First, prepare your knowledge base documents and create embeddings:
from langchain_openai import OpenAIEmbeddings
from langchain.text_splitter import RecursiveCharacterTextSplitter
from langchain_community.vectorstores import Chroma
from langchain_core.documents import Document
# Sample support documents (in production, load these from files or a database)
support_docs = [
Document(
page_content="""SmartWatch Pro Troubleshooting Guide:
Screen Flickering Issue: If your SmartWatch Pro screen flickers, first perform a soft reset
by holding the side button for 10 seconds. If flickering persists, check for software updates
in the companion app under Settings > Device > Check for Updates. A known issue in firmware
v2.1 caused flickering on certain units — update to v2.2 resolves this. If problems continue
after updating, contact support for a replacement evaluation within warranty period.""",
metadata={"source": "troubleshooting-guide", "product": "SmartWatch Pro"}
),
Document(
page_content="""Warranty Policy: TechGadget Inc. provides a 1-year limited warranty
on all SmartWatch models from the date of purchase. The warranty covers manufacturing defects
including screen malfunctions, battery issues, and sensor failures. Accidental damage, water
damage beyond rated specifications, and unauthorized repairs void the warranty. Customers must
provide proof of purchase for warranty claims. Replacement units are shipped within 3-5 business
days after claim approval.""",
metadata={"source": "warranty-policy", "product": "all"}
),
Document(
page_content="""Wireless Earbuds X2 Connection Guide:
To pair your Wireless Earbuds X2: 1) Place both earbuds in the charging case and close the lid.
2) Open the lid and press the pairing button on the case for 3 seconds until the LED flashes white.
3) On your phone, go to Bluetooth settings and select 'TechGadget-X2' from the list.
If connection fails, reset the earbuds by pressing the button for 10 seconds until the LED flashes
red, then try pairing again.
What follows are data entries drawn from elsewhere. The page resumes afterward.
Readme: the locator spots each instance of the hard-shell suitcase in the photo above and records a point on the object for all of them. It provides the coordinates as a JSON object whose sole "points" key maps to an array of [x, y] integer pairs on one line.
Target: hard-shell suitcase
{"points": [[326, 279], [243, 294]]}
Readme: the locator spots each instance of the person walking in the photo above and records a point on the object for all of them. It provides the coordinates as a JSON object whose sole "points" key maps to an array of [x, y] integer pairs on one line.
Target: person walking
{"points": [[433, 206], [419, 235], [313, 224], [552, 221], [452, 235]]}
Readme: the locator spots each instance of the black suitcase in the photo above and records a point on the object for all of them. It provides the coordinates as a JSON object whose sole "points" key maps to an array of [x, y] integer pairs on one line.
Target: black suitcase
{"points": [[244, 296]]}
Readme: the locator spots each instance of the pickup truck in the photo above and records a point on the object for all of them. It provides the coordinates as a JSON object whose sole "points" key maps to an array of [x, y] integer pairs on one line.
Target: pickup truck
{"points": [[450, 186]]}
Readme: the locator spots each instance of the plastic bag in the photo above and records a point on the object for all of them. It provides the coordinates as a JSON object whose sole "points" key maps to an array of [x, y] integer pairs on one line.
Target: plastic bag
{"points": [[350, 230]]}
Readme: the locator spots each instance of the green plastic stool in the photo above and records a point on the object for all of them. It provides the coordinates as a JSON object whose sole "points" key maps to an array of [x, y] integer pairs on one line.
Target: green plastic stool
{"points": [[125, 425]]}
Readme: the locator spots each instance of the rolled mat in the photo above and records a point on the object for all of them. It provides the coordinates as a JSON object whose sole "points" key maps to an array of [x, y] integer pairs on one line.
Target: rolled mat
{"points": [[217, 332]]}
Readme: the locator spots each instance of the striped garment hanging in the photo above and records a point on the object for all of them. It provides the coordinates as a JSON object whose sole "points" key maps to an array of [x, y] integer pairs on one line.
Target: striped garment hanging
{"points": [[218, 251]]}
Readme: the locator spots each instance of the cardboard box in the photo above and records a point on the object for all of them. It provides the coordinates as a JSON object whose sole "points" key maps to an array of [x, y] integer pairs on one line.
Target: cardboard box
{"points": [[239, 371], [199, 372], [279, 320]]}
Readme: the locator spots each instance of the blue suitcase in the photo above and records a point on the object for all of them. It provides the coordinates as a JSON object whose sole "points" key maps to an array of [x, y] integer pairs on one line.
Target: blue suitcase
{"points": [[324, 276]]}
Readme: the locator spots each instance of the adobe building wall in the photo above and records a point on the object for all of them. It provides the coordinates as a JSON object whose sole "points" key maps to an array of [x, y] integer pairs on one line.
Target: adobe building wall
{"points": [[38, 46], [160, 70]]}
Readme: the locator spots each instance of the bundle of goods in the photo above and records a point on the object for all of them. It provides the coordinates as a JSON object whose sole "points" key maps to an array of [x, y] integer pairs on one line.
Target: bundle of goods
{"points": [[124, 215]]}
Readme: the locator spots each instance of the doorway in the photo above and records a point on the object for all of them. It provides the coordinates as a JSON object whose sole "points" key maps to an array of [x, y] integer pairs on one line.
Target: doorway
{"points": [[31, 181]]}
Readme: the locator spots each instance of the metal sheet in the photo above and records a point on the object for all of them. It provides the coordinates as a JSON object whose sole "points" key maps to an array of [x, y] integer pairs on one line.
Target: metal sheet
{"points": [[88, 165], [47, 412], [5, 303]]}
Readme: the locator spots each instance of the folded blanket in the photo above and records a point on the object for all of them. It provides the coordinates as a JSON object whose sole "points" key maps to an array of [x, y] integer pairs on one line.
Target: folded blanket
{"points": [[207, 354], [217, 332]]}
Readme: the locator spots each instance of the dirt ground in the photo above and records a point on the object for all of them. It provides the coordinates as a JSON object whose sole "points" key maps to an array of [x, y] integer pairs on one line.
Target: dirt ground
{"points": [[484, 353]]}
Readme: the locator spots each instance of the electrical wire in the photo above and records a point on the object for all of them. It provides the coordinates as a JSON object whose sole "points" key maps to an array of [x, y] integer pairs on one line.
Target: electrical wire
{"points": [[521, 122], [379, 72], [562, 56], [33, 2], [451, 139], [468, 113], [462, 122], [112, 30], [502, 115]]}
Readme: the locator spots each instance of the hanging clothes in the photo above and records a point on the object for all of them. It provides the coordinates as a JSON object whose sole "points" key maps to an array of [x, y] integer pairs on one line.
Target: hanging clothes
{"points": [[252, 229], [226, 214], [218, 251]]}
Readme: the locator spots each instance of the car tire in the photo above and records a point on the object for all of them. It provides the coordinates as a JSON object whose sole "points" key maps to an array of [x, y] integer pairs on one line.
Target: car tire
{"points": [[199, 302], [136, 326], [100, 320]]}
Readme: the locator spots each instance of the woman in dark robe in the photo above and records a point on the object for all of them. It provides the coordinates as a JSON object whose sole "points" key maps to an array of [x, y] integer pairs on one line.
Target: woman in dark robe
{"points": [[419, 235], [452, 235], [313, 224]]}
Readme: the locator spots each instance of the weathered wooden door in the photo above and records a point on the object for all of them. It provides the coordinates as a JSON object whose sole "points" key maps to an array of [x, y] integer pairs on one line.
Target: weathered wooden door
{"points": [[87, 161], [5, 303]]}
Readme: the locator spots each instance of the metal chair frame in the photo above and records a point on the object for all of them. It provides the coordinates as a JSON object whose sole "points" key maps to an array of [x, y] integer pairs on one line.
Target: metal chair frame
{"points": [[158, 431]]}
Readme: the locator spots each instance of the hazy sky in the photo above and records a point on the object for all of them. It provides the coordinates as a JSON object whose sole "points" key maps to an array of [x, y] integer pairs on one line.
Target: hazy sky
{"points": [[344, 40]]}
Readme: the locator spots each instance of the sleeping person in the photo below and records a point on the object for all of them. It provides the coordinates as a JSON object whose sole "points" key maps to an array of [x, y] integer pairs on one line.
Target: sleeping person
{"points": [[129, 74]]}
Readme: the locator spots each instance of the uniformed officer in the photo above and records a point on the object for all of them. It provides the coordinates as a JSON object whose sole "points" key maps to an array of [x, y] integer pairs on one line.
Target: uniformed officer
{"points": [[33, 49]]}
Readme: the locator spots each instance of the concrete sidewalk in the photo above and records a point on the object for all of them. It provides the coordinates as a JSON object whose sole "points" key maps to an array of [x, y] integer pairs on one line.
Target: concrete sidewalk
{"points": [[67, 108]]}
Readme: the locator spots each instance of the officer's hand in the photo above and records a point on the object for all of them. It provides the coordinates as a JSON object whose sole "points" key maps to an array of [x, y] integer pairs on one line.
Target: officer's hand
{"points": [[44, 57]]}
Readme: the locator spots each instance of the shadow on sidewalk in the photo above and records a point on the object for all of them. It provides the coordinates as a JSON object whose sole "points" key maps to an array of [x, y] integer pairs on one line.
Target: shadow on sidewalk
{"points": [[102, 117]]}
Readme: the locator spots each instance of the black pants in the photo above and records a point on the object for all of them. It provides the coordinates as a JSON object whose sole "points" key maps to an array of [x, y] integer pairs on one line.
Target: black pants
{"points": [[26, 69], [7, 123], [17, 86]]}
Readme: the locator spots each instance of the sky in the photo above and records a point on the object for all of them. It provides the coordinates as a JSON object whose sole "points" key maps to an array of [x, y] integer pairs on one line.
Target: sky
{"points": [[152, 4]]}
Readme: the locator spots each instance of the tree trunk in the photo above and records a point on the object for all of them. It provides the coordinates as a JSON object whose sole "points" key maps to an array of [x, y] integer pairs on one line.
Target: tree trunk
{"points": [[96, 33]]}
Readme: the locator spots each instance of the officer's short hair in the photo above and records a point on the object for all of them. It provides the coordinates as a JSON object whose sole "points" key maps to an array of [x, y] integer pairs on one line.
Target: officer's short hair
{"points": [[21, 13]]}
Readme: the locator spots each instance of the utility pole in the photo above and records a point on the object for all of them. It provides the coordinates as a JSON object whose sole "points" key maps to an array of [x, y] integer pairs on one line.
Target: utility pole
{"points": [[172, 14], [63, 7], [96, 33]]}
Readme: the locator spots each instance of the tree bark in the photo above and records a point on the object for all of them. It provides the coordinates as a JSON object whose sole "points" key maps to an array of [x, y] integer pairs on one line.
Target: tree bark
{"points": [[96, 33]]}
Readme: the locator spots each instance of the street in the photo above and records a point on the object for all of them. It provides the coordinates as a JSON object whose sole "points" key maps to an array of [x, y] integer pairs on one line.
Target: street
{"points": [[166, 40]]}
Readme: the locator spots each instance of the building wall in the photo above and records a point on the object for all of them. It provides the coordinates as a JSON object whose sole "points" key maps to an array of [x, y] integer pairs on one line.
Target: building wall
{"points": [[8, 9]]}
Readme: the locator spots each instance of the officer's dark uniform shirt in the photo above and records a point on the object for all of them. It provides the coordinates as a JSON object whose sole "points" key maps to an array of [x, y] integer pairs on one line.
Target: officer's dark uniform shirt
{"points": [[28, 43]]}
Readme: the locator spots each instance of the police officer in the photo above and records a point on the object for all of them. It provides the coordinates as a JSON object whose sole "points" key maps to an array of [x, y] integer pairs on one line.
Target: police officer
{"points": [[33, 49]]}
Ensure your phone's Bluetooth is version 4.0 or higher.""",
metadata={"source": "earbuds-guide", "product": "Wireless Earbuds X2"}
),
Document(
page_content="""Return and Exchange Policy: Customers may return products within 30 days
of delivery for a full refund. Products must be in original packaging with all accessories.
A 15% restocking fee applies to opened electronics unless the return is due to a defect.
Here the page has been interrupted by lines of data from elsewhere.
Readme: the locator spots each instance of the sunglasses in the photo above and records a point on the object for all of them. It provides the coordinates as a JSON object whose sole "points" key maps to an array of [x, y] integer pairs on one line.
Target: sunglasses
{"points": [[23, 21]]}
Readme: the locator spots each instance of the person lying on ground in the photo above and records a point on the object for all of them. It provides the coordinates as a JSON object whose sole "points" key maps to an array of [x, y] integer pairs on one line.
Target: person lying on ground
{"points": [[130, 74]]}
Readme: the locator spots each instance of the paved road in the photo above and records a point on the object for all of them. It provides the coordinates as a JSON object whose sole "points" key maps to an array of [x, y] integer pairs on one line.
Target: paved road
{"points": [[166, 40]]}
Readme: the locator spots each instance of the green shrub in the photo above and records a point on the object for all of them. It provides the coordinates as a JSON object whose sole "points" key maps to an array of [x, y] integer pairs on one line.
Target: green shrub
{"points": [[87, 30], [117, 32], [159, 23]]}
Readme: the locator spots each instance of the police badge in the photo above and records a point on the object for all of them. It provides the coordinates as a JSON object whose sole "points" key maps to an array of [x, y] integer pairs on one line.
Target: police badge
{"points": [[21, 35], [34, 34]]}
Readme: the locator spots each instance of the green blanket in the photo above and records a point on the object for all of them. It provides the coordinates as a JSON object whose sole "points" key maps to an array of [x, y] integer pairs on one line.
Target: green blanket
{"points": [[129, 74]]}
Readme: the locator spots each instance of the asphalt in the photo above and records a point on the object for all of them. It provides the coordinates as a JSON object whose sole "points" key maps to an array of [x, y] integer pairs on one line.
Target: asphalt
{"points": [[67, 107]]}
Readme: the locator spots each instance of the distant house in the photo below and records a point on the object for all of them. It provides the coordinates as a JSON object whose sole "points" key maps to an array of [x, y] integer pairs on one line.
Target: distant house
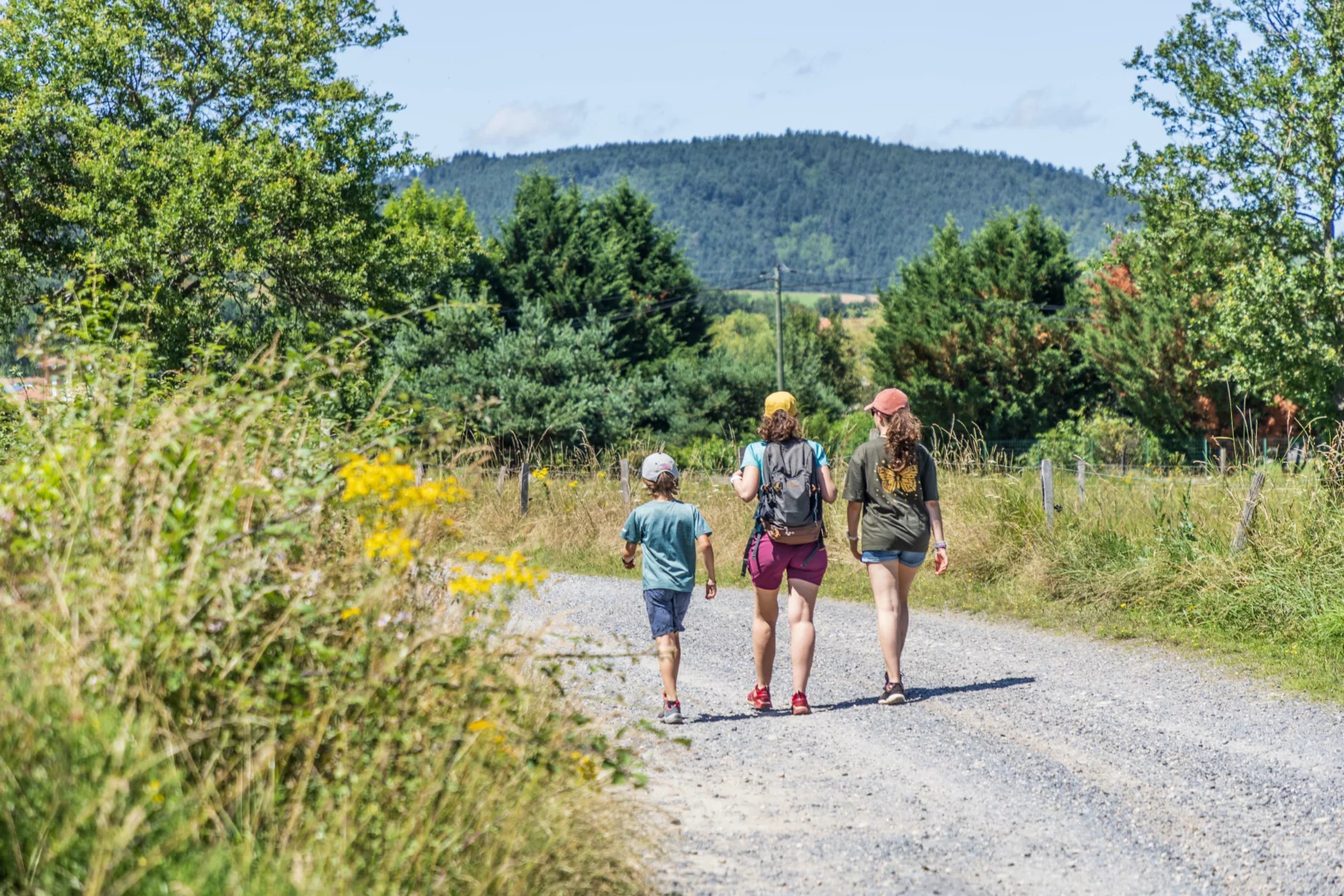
{"points": [[35, 388]]}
Exchanges for defective products are processed free of charge. Return shipping is free for
defective items; customers pay return shipping for change-of-mind returns.""",
metadata={"source": "return-policy", "product": "all"}
),
]
# Split documents into smaller chunks for better retrieval
text_splitter = RecursiveCharacterTextSplitter(
chunk_size=500,
chunk_overlap=50,
separators=["\n\n", "\n", ". ", " ", ""]
)
split_docs = text_splitter.split_documents(support_docs)
# Create embeddings and store in Chroma vector database
embeddings = OpenAIEmbeddings(model="text-embedding-3-small")
vectorstore = Chroma.from_documents(
documents=split_docs,
embedding=embeddings,
collection_name="support_knowledge_base",
persist_directory="./support_db" # persists to disk for reuse
)
# Create a retriever that fetches relevant documents
retriever = vectorstore.as_retriever(
search_type="similarity",
search_kwargs={"k": 3} # retrieve top 3 most relevant chunks
)
Now integrate the retriever into your chain. LangChain provides convenient factory functions for creating RAG chains:
from langchain_core.runnables import RunnablePassthrough
from langchain_core.output_parsers import StrOutputParser
# Format retrieved documents into a single context string
def format_docs(docs):
return "\n\n".join(f"Source ({doc.metadata.get('source', 'unknown')}):\n{doc.page_content}" for doc in docs)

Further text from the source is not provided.